Full of Vitality

MIKE WHEELER listens to the Solus Trumpet Ensemble at the 2022 Buxton Festival


The Solus Trumpet Ensemble is a quintet that plays not just trumpets but a whole range of them, from piccolo trumpet to - well, more on this in a moment - St John's Church, Buxton, UK, 9 July 2022.

Britten asks for the three players in his Fanfare for St Edmundsbury to be placed as far apart as possible. With one player at the front of the church and two on opposite sides at the rear, the space resounded magically.

A fourth player joined the group for a crisp account of a Canzona by Giovanni Gabrieli, then the complete ensemble came together for Henri Tomasi's Suite for Three Trumpets. 'Havanaise' had the requisite sultriness, as the group switched from muted to unmuted tone, then muted again. 'Aegean Lento' had a delightful crooning quality, and the concluding 'Bolivian Dance' was full of vitality.

The Solus Trumpet Ensemble.
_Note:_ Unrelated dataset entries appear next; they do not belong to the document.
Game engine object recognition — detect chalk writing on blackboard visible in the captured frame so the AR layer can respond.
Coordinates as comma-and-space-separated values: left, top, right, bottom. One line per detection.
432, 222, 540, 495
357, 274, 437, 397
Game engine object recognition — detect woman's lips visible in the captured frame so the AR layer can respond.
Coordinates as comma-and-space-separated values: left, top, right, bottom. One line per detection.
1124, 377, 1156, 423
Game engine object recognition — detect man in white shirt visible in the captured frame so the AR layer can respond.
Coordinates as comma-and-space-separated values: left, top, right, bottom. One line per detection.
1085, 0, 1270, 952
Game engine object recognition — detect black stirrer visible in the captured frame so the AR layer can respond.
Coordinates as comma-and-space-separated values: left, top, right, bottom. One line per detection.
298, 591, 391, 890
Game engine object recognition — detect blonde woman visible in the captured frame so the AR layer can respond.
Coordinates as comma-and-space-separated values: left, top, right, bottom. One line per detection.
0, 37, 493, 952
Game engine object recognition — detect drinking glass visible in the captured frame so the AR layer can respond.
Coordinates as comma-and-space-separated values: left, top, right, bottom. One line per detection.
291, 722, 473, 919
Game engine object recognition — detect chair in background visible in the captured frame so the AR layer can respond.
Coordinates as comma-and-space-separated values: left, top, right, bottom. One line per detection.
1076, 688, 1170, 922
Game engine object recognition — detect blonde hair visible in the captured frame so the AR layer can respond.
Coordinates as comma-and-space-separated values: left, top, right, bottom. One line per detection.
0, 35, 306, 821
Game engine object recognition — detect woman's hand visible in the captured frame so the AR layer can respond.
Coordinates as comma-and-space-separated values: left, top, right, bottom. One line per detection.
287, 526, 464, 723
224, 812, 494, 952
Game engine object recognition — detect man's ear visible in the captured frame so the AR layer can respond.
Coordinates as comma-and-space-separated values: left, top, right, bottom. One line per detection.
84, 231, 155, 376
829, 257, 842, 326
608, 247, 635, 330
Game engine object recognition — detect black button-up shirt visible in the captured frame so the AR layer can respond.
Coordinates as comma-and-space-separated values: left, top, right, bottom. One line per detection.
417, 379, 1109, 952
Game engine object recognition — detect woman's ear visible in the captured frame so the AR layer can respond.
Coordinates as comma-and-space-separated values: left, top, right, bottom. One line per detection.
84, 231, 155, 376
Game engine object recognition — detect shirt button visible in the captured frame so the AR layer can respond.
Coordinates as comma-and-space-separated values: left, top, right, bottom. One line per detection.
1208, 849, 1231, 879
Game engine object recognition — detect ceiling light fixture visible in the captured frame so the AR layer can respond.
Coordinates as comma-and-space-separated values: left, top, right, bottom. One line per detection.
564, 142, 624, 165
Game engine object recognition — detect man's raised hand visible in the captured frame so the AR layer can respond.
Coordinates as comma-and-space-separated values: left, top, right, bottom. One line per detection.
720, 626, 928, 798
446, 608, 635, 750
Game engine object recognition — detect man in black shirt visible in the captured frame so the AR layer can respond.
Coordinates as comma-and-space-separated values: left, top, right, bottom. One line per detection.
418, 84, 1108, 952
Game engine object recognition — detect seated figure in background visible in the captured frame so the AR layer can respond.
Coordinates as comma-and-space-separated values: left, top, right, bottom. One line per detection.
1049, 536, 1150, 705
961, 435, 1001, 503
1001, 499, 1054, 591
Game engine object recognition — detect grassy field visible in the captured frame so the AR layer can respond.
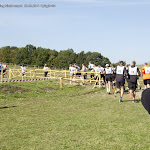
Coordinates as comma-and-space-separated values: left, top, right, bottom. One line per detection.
0, 81, 150, 150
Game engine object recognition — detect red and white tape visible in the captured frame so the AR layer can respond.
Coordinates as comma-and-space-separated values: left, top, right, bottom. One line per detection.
0, 78, 50, 83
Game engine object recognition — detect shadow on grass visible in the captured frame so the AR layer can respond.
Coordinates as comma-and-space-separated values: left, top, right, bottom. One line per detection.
0, 106, 17, 109
123, 99, 141, 103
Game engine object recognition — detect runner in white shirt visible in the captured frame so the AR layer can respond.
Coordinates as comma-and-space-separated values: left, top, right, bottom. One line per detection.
100, 65, 105, 84
88, 62, 94, 79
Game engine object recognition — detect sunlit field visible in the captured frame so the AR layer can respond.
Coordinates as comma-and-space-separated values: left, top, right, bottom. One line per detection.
0, 80, 150, 150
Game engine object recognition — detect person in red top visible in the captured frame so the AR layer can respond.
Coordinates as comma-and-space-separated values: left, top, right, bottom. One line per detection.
3, 62, 7, 78
142, 63, 150, 89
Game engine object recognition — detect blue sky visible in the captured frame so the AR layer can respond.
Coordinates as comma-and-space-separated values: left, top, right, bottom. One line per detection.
0, 0, 150, 64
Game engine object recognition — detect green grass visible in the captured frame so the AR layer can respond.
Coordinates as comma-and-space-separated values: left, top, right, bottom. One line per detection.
0, 81, 150, 150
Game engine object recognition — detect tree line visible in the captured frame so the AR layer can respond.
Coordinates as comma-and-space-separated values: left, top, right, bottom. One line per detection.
0, 45, 111, 69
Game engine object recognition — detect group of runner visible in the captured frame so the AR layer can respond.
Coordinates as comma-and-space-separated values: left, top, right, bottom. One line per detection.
69, 61, 150, 102
0, 62, 7, 78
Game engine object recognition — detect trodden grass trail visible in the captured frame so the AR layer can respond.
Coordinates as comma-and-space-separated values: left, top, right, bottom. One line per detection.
0, 81, 150, 150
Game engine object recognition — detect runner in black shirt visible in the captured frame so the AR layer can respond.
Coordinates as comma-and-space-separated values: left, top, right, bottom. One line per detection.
128, 61, 141, 102
111, 65, 116, 89
115, 61, 127, 102
104, 64, 112, 94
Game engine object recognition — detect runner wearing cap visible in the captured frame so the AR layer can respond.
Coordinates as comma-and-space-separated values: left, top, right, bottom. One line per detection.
105, 64, 112, 94
115, 61, 127, 102
128, 61, 141, 102
142, 63, 150, 89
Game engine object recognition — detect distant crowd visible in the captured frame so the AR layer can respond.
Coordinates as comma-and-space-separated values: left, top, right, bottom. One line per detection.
0, 62, 7, 78
0, 61, 150, 102
69, 61, 150, 102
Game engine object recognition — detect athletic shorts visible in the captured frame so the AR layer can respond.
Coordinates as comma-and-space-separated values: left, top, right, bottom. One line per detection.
111, 74, 116, 81
76, 73, 81, 76
70, 73, 74, 77
44, 72, 48, 77
101, 74, 105, 82
128, 82, 137, 90
143, 79, 150, 85
106, 74, 112, 82
116, 81, 125, 88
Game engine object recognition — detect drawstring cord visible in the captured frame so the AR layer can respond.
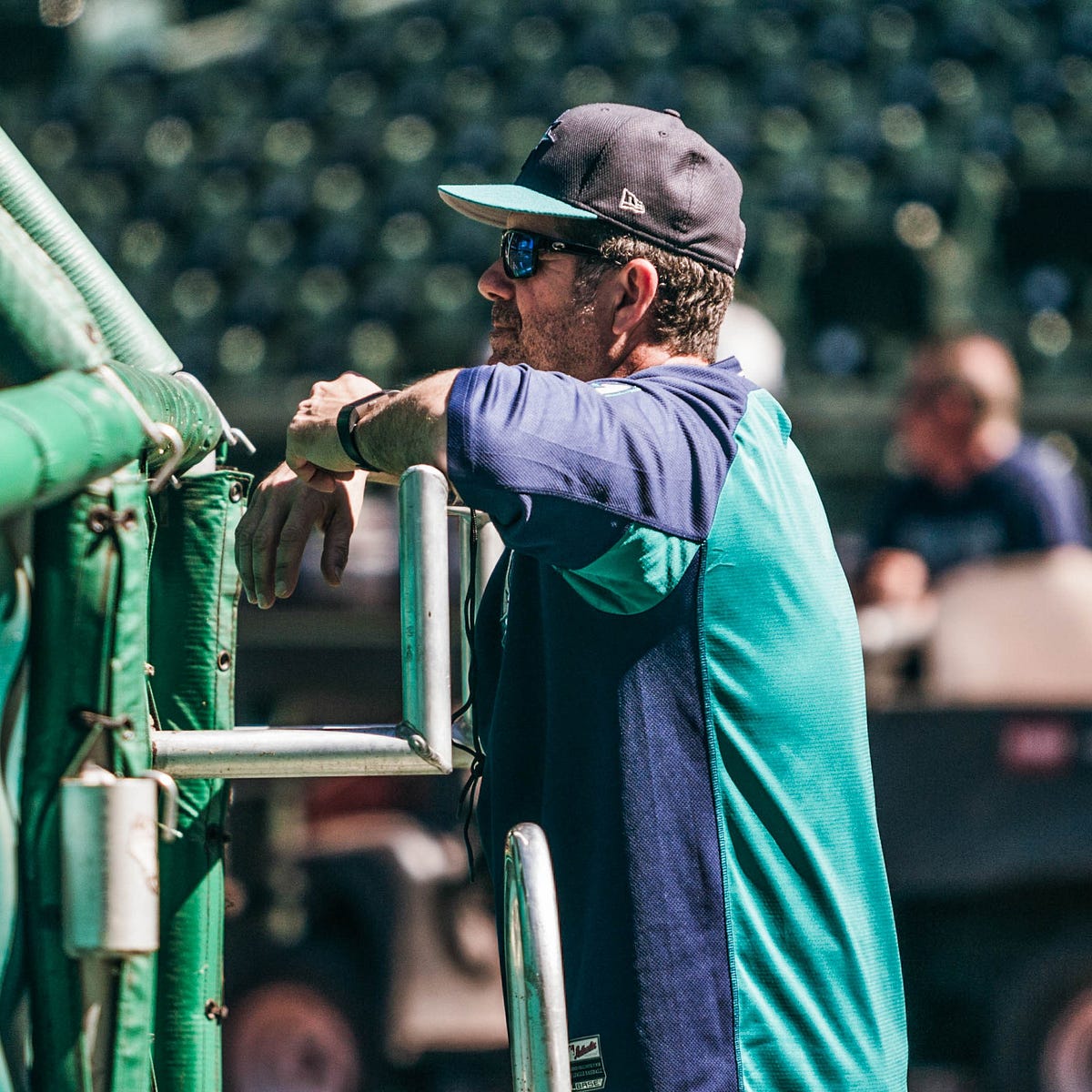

From left to right: Tom Griffiths, Matilda Lloyd, William Foster, Katie Lodge and Aaron Akugbo. Photo © 2019 Sam Dye
The Solus Trumpet Ensemble. From left to right: Tom Griffiths, Matilda Lloyd, William Foster, Katie Lodge and Aaron Akugbo. Photo © 2019 Sam Dye

Transcriptions are always going to feature in the repertoire of a group like this, and Solus' programme included three. Will Foster's transcription of Ravel's Sonatine is the kind of thing that shouldn't work, but does, very effectively. His re-creation of the original's piano textures had both clarity and richness. The central minuet was given a briskly elegant reading, while the final movement involved the group in some agile rapid tonguing. The upward swoop at the end was a burst of sheer exuberance.

Foster then had the floor to himself for Debussy's Syrinx, originally for solo flute, which brought us to the mysterious fifth instrument. It looked like a bigger kind of flugelhorn and sounded like a trombone. Even Foster himself didn't know what to call it, though the group's leader, Matilda Lloyd, very reasonably suggested 'flugelbone'. The piece itself lost nothing of its enigmatic sad allure.

Foster has also transcribed Nielsen's Five Piano Pieces, Op 5, giving a solo to each member of the group, in turn. Early pieces they may be, but they already have the hallmarks of Nielsen's distinctive personality, from the gentle opening piece, through the capricious waltz that follows, the quirky No 3, brief No 4, and quizzical No 5.

Country Pictures, by German-Russian trumpeter Vassily Brandt, is a sequence of three sketches - the stately 'In the Church', amiably graceful 'Under a Lime Tree', and jolly 'At the Feast' - all vividly characterised in this performance. Solus ended with three spirituals arranged by Swiss-born Jean-François Michel. There was plenty of swing in 'O When the Saints', and the quiet ending of 'Go Down Moses' was made hauntingly effective, while 'Joshua fit the Battle of Jericho' highlighted the group's tight ensemble.